Production resilience, traceability, and transparency keep us in the supply chain even when market turbulence increases or new competitors enter. Our engineers attend industry events not for sales leads, but to absorb changes that will trickle down to operations within months, sometimes weeks. Early engagement with new impurity standards, ahead-of-schedule plant audits, and investment in operator training all feed into a stronger pipeline. The outcome: steady, compliant, reliable Omeprazole batches that serve clients and patients worldwide.
Operational problems in Omeprazole manufacturing rarely unfold like textbook examples.

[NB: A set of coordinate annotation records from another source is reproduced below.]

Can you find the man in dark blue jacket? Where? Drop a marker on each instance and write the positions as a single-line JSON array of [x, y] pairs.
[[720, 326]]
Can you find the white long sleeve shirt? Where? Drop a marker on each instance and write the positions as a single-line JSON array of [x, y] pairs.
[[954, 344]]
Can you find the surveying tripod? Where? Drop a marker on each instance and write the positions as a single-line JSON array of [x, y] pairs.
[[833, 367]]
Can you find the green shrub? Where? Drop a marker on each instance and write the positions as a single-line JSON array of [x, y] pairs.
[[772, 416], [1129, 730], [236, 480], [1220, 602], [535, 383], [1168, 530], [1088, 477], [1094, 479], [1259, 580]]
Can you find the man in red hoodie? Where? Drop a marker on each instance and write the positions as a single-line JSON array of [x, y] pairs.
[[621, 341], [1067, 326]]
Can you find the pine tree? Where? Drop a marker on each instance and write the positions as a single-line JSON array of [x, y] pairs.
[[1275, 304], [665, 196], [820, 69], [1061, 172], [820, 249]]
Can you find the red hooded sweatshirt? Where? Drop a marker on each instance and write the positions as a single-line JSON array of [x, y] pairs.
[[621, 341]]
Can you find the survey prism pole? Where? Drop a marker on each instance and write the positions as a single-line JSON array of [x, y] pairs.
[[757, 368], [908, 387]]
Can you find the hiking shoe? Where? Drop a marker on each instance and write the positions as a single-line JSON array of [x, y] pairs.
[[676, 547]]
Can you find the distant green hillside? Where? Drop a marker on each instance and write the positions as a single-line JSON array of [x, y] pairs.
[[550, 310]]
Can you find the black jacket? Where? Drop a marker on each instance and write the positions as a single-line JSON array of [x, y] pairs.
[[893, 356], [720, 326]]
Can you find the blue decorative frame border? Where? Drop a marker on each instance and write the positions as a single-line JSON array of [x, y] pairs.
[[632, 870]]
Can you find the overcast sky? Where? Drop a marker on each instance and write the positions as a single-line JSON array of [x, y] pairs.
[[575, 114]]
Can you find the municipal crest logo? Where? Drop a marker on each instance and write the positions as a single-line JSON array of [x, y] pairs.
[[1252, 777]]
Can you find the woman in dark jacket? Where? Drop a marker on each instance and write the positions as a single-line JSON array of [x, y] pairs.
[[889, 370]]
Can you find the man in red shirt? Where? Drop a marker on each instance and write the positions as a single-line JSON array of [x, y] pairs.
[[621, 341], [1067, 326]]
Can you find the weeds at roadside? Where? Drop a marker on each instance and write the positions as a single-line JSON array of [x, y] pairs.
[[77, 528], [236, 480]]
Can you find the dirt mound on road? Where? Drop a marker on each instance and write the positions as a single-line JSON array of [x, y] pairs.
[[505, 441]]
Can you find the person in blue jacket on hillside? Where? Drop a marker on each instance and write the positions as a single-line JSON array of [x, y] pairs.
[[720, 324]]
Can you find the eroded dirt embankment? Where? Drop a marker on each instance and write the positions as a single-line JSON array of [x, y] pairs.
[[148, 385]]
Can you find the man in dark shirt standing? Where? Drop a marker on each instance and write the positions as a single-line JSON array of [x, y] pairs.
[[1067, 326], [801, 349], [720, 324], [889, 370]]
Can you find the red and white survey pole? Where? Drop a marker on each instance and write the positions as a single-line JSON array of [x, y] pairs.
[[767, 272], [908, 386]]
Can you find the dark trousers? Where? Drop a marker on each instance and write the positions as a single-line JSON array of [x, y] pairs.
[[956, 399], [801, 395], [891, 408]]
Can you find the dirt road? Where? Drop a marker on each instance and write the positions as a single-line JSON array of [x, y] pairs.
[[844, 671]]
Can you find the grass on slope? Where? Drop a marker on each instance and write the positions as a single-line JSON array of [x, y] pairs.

We’ve overcome challenges in solvent management by installing in-line recovery and in-vessel gas purging, solving issues surfaced first as repeated equipment fouling rather than obvious quality flags. Difficulties in compliance to new impurity protocols led to a switch in sourcing strategy and new supplier agreements for custom intermediates—a slower path but one that paid off in sustainable compliance and reliability.
Process automation became less an IT initiative and more a safeguard installed after repeated, minor handling mistakes. Our investment in analytics was prompted by a single out-of-trend incident caught by sharp-eyed QC, which demonstrated how an unplanned process drift could go unnoticed for weeks. Problem-solving, in our experience, comes from active sharing: production, quality, and maintenance teams use daily problem logs and open root cause sessions. These solutions emerge not from templates, but from iterative troubleshooting handled by people invested in ongoing improvement.
The path we’ve taken in Omeprazole production—marked by direct oversight, continuous improvement, and supplier transparency—demonstrates the ways active manufacturers shape both supply stability and quality. Regulatory complexities, supply chain unpredictability, and evolving impurity landscapes do not deter our pursuit of a better product; instead, these challenges sharpen our focus. Field returns, complaint trends, and customer feedback become data for the next round of process upgrades.
This story, from the perspective of a direct chemicals manufacturer, doesn’t aspire to perfection, just honest improvement and transparency. The Omeprazole produced at our site carries more than technical merit; it is the sum of every problem solved, every process redesigned, and every hard lesson learned in the pursuit of reliability. In the end, high-quality Omeprazole from a dedicated manufacturing source gives downstream partners the confidence to craft finished medicines that doctors and patients trust worldwide.